Hindus and Buddhists do value the individual to some extent, but with reincarnation, it's not each unique manifestation of life that is important but the infinite cycle. Each individual life is regarded just as clothes to be tossed aside, each life is not important, but rather the path itself, individuality is something to be thrown aside, rather than to be celebrated.
So there is a uniqueness to the worldview that does say that each human being is made in the image of God. That's what the story says. . . but what does life tell you? If we had to look at how society, our society answers this question, what do we believe? How do we show it? What does it mean real time? What does it mean for how we treat each other? What does it mean for how we see each other? Can statistics really ever serve us? Can demographics ever paint a worthy picture? Can systems that protect a majority while allowing some to fall through the cracks be considered good? What does it mean for policy decisions? What should be our central focus as children of God made in His image? How are we doing with that focus? They are all good questions to ask. If we were writing the myth today based on how we see the world. . . where would we put human kind?

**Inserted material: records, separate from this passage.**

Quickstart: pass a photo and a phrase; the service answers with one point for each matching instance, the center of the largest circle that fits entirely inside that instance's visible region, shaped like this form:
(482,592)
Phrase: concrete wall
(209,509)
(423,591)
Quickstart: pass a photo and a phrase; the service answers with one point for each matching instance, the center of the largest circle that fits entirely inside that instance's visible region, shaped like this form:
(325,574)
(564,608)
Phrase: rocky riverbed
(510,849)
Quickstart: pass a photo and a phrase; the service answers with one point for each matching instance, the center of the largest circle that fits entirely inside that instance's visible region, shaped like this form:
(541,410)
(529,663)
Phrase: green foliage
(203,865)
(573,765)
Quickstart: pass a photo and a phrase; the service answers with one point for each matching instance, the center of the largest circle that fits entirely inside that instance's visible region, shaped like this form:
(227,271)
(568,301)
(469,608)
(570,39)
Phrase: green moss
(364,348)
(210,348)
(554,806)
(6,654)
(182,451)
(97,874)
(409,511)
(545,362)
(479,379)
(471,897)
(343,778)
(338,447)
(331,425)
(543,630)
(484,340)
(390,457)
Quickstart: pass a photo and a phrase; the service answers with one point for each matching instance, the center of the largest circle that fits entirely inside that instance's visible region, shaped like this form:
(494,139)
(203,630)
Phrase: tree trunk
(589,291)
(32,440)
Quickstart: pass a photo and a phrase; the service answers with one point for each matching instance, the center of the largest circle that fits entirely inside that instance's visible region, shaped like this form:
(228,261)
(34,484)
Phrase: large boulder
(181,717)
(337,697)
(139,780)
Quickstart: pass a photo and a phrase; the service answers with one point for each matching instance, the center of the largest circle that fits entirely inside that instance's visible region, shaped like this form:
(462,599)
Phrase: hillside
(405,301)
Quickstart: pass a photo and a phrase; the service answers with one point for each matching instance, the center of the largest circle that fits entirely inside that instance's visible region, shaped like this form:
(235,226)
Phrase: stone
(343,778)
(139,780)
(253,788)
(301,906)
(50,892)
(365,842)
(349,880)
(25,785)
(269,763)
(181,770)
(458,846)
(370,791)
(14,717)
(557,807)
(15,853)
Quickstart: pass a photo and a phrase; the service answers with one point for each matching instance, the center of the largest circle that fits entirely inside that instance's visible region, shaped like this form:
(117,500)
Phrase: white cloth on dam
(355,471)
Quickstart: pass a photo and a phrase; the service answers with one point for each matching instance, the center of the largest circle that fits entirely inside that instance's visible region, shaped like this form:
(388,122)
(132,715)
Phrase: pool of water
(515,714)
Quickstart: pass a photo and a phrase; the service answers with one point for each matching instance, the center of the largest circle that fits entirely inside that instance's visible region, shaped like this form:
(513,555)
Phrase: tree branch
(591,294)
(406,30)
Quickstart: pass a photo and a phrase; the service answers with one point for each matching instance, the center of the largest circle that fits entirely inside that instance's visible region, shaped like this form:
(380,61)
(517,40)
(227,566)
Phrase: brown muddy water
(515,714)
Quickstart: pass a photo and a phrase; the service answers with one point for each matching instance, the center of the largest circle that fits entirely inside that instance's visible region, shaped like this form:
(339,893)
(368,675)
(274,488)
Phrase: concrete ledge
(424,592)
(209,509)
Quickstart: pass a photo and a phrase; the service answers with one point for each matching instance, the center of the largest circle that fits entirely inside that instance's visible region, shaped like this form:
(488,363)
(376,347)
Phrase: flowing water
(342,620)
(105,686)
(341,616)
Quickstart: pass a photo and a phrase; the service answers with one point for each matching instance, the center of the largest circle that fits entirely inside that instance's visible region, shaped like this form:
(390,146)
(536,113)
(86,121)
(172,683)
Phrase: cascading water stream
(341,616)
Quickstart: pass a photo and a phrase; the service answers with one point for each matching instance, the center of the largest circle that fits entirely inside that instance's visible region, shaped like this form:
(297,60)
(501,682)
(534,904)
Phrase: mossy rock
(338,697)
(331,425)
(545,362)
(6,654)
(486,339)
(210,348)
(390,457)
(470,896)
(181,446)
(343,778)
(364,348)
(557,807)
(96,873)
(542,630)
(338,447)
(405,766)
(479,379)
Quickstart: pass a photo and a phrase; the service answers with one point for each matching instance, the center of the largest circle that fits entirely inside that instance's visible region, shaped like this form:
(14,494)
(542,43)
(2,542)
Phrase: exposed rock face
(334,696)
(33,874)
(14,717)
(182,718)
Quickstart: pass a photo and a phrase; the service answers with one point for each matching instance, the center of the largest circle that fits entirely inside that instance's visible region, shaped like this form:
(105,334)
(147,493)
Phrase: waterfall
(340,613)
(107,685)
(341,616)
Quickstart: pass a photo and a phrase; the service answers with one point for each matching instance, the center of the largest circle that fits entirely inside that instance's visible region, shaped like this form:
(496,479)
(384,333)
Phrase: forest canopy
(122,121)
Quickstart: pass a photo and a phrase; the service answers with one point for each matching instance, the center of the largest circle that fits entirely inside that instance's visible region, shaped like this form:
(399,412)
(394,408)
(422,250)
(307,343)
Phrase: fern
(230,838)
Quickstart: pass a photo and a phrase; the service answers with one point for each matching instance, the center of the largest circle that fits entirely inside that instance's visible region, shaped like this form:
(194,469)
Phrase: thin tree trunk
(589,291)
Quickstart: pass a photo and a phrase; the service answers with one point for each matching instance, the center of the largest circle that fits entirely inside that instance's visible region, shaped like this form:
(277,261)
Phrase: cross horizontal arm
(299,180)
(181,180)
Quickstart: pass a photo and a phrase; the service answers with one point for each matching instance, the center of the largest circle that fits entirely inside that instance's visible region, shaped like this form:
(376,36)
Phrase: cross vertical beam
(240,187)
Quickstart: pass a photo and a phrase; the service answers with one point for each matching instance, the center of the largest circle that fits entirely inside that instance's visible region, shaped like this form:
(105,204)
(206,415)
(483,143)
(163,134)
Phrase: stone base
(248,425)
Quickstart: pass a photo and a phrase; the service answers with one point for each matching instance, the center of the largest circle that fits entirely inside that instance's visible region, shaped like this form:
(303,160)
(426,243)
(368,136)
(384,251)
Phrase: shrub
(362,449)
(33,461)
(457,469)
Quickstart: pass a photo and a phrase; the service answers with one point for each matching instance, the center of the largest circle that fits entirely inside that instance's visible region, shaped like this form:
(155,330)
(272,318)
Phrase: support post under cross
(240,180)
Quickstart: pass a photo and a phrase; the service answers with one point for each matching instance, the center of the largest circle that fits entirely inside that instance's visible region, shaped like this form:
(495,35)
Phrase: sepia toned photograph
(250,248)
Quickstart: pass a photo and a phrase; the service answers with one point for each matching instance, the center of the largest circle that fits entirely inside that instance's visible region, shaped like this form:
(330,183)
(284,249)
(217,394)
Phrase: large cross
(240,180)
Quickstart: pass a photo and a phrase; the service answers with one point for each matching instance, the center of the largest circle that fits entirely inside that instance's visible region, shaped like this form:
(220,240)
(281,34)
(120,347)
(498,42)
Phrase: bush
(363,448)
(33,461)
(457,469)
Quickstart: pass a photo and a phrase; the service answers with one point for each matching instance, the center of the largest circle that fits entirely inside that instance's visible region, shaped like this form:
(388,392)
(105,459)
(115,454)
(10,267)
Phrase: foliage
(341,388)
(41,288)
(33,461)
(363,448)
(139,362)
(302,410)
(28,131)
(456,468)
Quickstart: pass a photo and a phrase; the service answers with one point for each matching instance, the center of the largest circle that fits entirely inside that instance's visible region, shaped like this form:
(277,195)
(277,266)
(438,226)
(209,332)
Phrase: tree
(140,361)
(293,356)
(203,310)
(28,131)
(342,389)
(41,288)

All humans? Each human? Every human? It would probably be easier to lower the status, lower the pressure, ease up on ourselves a bit, pretend that each one doesn't really matter. It would be easier, maybe more efficient, maybe more conducive to business. It would be easier on ourselves if we didn't have to rise to the level of image of God. It would be easier in our relationships if we didn't have to value each other as brothers and sisters made in the image of God. It would make life simpler if we were just cosmic mistakes, or parasites, or if we were just made out of spite in some cosmic game we don't know how to play.
But instead we are made in the image of God. It means something different to all of us. There are probably different levels of understanding, but it is hard to deny that it is an elevated status, it's hard to deny that it is a status of love, its hard to deny that it doesn't mean anything. It's hard to deny that the world, the 6 days leading up to our creation, doesn't seem to just fall in place, each detail, leading to, and taking care of our needs. All of it together is pretty awesome, pretty amazing, full of love, and then you add Jesus to it.
It is hard to see the world that way and not be grateful. Is it possible that seeing the world another way, one of those other ways misses that gratitude part, and perhaps there is the simple place where the world view starts to get skewed. Gratitude, it is the beginning isn't it. In the beginning God created, the heavens and the earth, the light, the sky, the stars, the land, the rivers and the trees, the birds, the bees, the wonders that surround us and then even us, even you and even me, special, unique, each and every one of us. May we see the world that way, may we see ourselves that way, may we see each other that way, and may we be grateful, for in that gratitude is the start, the beginning of faith, and as we will see as the story unfolds the beginning of love beyond our imagination.

[1]The Revised Standard Version. 1971 (Ge 1:1). Oak Harbor, WA: Logos Research Systems, Inc.